III. Standard of Review
After conviction and exhaustion, or waiver, of any right to appeal, courts are entitled to presume that a defendant stands fairly and finally convicted. United States v. Frady, 456 U.S. 152, 164 (1982); United States v. Shaid, 937 F.2d 228, 231-32 (5th Cir. 1991), cert. denied, 502 U.S. 1076 (1992). A defendant can challenge his conviction or sentence after it is presumed final only on issues of constitutional or jurisdictional magnitude, and may not raise an issue for the first time on collateral review without showing both "cause" for his procedural default and "actual prejudice" resulting from the errors. Shaid, 937 F.2d at 232. Section 2255 does not offer recourse to all who suffer trial errors. It is reserved for transgressions of constitutional rights and other narrow injuries that could not have been raised on direct appeal and would, if condoned, result in a complete miscarriage of justice.United States v. Capua, 656 F.2d 1033, 1037 (5th Cir. Unit A Sept. 1981). In other words, a writ of habeas corpus will not be allowed to do service for an appeal. Davis v. United States, 417 U.S. 333, 345 (1974);Sunal v. Large, 332 U.S. 174, 178 (1947). Here, petitioner has not made any showing of cause.
Although constitutionally ineffective assistance of counsel is "cause," McCleskey v. Zant, 499 U.S. 467, 494 (1991), as discussedinfra, petitioner has failed to demonstrate that he received such ineffective assistance.

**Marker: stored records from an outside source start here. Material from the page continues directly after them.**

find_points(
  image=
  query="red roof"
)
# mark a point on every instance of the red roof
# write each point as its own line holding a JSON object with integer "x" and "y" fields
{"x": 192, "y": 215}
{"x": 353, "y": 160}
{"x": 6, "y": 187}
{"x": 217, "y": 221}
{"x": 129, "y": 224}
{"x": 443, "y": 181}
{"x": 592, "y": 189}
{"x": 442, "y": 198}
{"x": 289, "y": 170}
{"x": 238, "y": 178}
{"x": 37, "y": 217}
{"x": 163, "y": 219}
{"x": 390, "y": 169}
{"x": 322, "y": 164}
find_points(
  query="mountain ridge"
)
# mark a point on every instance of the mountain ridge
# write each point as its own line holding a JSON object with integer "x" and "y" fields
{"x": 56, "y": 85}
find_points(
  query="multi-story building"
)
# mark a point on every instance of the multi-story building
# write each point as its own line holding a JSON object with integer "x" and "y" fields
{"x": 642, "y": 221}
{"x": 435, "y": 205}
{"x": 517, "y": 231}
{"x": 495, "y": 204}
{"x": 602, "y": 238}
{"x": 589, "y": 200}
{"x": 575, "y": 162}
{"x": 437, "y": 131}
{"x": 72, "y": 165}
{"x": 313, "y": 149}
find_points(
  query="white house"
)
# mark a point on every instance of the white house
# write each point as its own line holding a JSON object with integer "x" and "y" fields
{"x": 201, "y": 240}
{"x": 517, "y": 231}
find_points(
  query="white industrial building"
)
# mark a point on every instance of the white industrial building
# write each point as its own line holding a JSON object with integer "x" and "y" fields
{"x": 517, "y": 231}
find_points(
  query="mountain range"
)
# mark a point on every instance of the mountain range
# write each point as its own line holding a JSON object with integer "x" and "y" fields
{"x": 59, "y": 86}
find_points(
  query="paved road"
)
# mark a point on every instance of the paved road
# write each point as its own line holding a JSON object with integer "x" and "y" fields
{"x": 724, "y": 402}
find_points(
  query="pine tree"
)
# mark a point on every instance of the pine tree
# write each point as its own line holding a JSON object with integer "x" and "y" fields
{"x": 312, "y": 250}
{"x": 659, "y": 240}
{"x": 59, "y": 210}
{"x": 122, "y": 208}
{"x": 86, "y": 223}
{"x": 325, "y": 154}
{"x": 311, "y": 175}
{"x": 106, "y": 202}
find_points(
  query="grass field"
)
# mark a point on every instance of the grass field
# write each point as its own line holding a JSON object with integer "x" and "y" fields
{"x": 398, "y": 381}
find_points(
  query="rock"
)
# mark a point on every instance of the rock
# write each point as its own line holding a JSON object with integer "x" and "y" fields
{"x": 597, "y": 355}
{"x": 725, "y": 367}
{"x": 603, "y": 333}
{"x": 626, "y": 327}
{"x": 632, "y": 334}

IV. Ineffective Assistance of Counsel
In order to prevail on an ineffective assistance of counsel ground, petitioner must show (1) that his counsel's performance fell below an objective standard of reasonableness and (2) that there is a reasonable probability that, but for his counsel's unprofessional errors, the result of the proceedings would have been different. Strickland v. Washington, 466 U.S. 668, 687 (1984). Both prongs of the Strickland test must be met to demonstrate ineffective assistance. Id. at 697. To establish the first prong, petitioner must overcome a strong presumption that his counsel's conduct falls within the wide range of reasonable professional assistance. Id. at 689. It is not enough to show that some, or even most, defense lawyers would have handled the case differently. Green v. Lynaugh, 868 F.2d 176, 178 (5th Cir.), cert. denied, 493 U.S. 831 (1989). For the second prong, petitioner must show that his counsel's errors were so serious as to "deprive him of a fair trial, a trial whose result is reliable." Strickland, 466 U.S. at 687. If the petitioner cannot show that the ineffectiveness of counsel deprived him of a substantive or procedural right to which the law entitles him, he must show that the result of the proceeding was fundamentally unfair or unreliable. Williams v. Taylor, 529 U.S. 362, 392-93 (2000). Here, the record is clearly adequate to fairly dispose of the claim of ineffective assistance. Hence, further inquiry is unnecessary. Baldwin v. Maggio, 704 F.2d 1325, 1329 (5th Cir. 1983), cert. denied, 467 U.S. 1220 (1984).For the reasons discussed in the court's January 9, 2002, order, petitioner's contentions regarding ineffective assistance of counsel are wholly without merit. Specifically, petitioner never requested his counsel to file a notice of appeal and she never indicated that she would do so.
V. ORDER
For the reasons discussed herein,
The court ORDERS that petitioner's motion under 28 U.S.C. § 2255 be, and is hereby, denied.